Friday, Jan. 06, 1961

Fuel & Flame

Who, or what, went whichaway?

The question has long agitated Americanists--the scholars and experts who specialize in the prehistory of the Western Hemisphere and who explore the origin and development of such high civilizations as the Mayans and the Incas.

Almost all Americanists agree that the original South and Central American Indians migrated from Asia. The majority thinks that they brought with them only the rock-bottom culture of nomadic hunters and thereafter built their own glittering cultures independently, without help from across the Pacific. The contrary view is that Asian cultures kept trickling over the ocean, materially helping the Indians develop their advanced civilizations.*

Peaked Gables. Last week the old argument was again alive--and this time because of findings made by wealthy Emilio Estrada of Guayaquil, Ecuador, who dabbles deeply in archaeology even while running a thriving auto and appliance business. He has interested himself in Ecuador's northern coastal region because of vaguely oriental objects previously found there. In 1956, after learning diggers' techniques from Archaeologists Clifford Evans and Betty Meggers of the U.S.'s Smithsonian Institution, he began concentrating on the coastal town of Bahia de Caraquez where, according to ancient legends, a people called the Caras landed from the sea.

A full-dress excavation last year produced a wealth of pottery objects with an oriental look. There were models of houses with peaked gables that looked as if they might have come from Japan or Indo-China. Headrests looked equally Asian, and so did a drawing on a pottery spindle weight that showed a stylized porter carrying burdens on the ends of a pole, as many Asians do. Many sitting figurines had a vague resemblance to statues of Buddha. Carbon 14 tests showed that the objects were made about 250 B.C.

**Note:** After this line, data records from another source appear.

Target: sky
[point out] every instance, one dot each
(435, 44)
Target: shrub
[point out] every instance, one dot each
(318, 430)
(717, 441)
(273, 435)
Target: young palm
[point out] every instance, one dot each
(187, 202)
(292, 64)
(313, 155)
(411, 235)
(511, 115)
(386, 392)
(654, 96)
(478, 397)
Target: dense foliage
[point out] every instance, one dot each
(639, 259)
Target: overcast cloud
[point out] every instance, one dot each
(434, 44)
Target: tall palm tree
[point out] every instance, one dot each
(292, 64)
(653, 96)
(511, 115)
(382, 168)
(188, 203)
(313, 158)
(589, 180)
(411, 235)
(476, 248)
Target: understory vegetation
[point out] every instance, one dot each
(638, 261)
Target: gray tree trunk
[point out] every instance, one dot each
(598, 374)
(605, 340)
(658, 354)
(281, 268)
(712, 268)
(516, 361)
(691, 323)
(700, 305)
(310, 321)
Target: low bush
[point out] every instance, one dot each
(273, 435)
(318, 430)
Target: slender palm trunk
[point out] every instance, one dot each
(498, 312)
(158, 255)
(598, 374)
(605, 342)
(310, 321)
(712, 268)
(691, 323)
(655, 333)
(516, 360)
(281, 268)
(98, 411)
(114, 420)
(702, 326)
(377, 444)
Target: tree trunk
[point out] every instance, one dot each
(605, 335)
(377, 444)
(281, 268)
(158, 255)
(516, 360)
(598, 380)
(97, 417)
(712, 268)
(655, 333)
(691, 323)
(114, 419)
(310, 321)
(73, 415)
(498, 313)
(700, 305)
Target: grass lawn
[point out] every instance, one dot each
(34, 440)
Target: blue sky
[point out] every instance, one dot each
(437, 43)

How To Sit Down. According to Estrada, no similar oriental-looking objects have been found elsewhere in Central or South America. His theory is that a small group of people from across the Pacific found their way to Ecuador, perhaps were shipwrecked near Bahia and founded a colony there. Some of their imported cultural traits, such as a liking for headrests and peaked gables, persisted for a few generations before dying out.

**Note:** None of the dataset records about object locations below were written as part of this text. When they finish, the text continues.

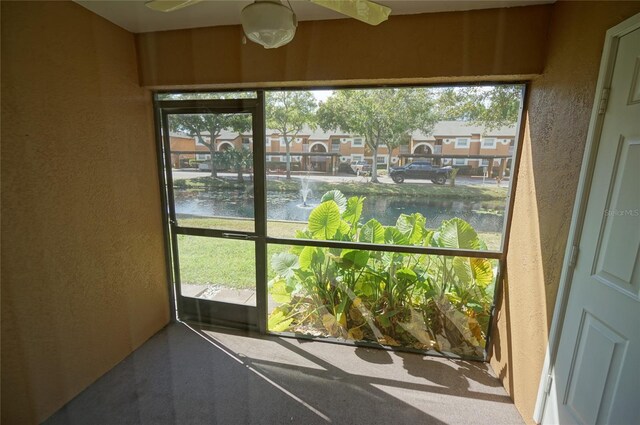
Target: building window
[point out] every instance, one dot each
(462, 143)
(371, 255)
(489, 143)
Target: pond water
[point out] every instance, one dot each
(484, 216)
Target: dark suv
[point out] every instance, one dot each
(420, 170)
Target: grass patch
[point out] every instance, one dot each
(230, 262)
(425, 189)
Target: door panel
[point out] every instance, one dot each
(216, 243)
(597, 368)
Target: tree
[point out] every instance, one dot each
(206, 128)
(288, 112)
(380, 116)
(238, 160)
(491, 107)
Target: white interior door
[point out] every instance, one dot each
(596, 375)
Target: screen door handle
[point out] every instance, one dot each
(238, 236)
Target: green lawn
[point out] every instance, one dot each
(356, 187)
(230, 262)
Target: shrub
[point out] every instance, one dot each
(413, 300)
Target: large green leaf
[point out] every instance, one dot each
(284, 264)
(372, 232)
(393, 236)
(311, 257)
(412, 226)
(324, 220)
(355, 258)
(458, 234)
(354, 209)
(337, 197)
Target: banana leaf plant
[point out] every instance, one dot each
(419, 301)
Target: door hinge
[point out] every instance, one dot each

Around Estrada's recently published discoveries, the old argument is brewing anew. Unconvinced, Anthropologist Matthew Stirling, long with the Smithsonian, says that headrests are worldwide, and people living in similar climates are apt to have similar house designs. As for the Buddha-like figurines: "There are only a few ways," says Stirling, "for a human being to sit down." Harvard Anthropologist Gordon Willey is also skeptical. Says Willey: "The high American civilizations from Mexico to Peru had been rolling for 1,500 to 2,000 years before this possible Asiatic migration."

* The theory expounded by Thor Heyerdahl in his bestselling Kon-Tiki that the cultural traffic went t'other way, from Peru to the South Pacific, is dismissed by most experts.